Charles Ellicott Commentary


Charles Ellicott Commentary
"And when he had gone through those parts, and had given them much exhortation, he came into Greece." — Acts 20:2 (ASV)
And when he had gone over those parts.—Here we can also fill in the outline of the narrative from the Epistles. We may take for granted that St. Paul would revisit the churches he himself had founded at Thessalonica and Berea, as well as at Philippi. The names in Acts 20:4 indicate that delegates were chosen, probably by his direction, for the great journey to Jerusalem, which he now began to contemplate. Romans 15:19 indicates an even wider range of activity. He had taken the great Roman road across Macedonia, and going westward to the shores of the Adriatic, had preached the gospel in Illyricum, where it had not yet been heard.
He came into Greece.—The word Hellas, or Greece, seems used as synonymous with Achaia, the southern province. This may have led to an unrecorded visit to Athens. It certainly brought him to Corinth and Cenchrea. There, we may hope, he found all his hopes fulfilled. Gaius was there to receive him as a guest, and Erastus was still a faithful friend.
There, if not before, he found Timothy, and he had with him Jason of Thessalonica and Sosipater of Berea (Romans 16:21–23). In one respect, however, he found a great change, and missed many friends.
The decree of Claudius had either been revoked or was no longer acted on. Aquila and Priscilla had gone straight from Ephesus to Rome on hearing that they could do so safely, and with them went the many friends, male and female, most of them of the libertini class, whom he had known in Corinth, and whose names fill such a large space in Romans 16.
The desire he had felt before (Acts 19:21) to see Rome was naturally strengthened by their absence.
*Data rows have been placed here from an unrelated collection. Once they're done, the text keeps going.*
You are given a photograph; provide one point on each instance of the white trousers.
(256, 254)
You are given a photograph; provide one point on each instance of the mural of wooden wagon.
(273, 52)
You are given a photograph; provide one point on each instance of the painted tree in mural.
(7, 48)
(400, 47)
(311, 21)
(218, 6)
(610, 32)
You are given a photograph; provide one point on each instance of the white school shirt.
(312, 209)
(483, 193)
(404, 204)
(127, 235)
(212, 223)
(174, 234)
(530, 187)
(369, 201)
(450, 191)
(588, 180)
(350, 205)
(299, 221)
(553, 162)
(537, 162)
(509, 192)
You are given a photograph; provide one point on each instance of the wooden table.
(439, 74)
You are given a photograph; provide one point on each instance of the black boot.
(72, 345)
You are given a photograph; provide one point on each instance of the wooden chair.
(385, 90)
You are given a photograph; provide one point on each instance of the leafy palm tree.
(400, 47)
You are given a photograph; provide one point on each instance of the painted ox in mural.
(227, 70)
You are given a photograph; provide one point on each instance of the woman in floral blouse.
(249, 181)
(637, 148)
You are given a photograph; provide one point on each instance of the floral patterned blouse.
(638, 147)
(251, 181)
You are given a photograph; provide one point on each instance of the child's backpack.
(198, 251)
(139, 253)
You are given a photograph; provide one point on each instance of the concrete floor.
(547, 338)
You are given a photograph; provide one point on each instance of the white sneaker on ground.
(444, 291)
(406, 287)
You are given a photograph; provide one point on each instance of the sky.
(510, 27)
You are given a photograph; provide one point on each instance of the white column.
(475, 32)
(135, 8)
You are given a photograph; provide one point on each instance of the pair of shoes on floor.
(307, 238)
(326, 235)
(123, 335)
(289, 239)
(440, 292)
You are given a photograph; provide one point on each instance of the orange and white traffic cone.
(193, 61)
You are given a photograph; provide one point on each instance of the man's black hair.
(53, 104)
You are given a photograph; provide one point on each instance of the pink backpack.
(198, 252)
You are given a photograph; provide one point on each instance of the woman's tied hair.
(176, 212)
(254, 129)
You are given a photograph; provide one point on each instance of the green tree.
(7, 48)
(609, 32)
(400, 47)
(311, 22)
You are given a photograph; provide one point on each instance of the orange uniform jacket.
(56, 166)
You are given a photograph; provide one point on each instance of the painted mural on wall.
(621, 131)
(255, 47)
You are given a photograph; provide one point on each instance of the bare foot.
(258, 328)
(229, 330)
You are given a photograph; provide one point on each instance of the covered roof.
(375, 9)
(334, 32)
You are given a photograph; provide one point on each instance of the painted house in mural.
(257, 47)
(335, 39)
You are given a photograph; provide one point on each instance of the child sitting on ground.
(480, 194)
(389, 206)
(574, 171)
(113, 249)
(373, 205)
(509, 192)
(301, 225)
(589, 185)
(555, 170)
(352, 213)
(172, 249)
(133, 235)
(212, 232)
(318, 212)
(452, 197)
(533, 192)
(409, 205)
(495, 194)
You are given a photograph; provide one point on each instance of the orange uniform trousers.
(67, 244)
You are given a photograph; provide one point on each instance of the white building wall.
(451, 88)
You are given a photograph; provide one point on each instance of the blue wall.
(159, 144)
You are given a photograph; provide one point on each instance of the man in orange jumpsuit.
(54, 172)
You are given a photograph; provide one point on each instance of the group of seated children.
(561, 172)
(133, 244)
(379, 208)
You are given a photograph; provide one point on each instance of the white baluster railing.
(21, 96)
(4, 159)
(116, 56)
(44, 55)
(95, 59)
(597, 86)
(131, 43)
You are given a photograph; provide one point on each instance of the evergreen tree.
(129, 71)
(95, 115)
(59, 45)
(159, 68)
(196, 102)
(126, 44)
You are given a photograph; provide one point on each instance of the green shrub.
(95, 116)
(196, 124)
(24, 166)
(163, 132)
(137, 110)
His work in Greece was done, and he felt an impulse, not merely human, drawing him further west.
A rapid journey to Jerusalem, a short visit there to show how generous were the gifts that the Gentile Churches sent to the Churches of the Circumcision, and then the desire of his life might be gratified. To preach the gospel in Rome, to pass on from Rome to the Jews at Cordova and other cities in Spain (Romans 15:24–28)—this was what he now proposed for himself. How different a path was actually marked out for him, the rest of the story shows.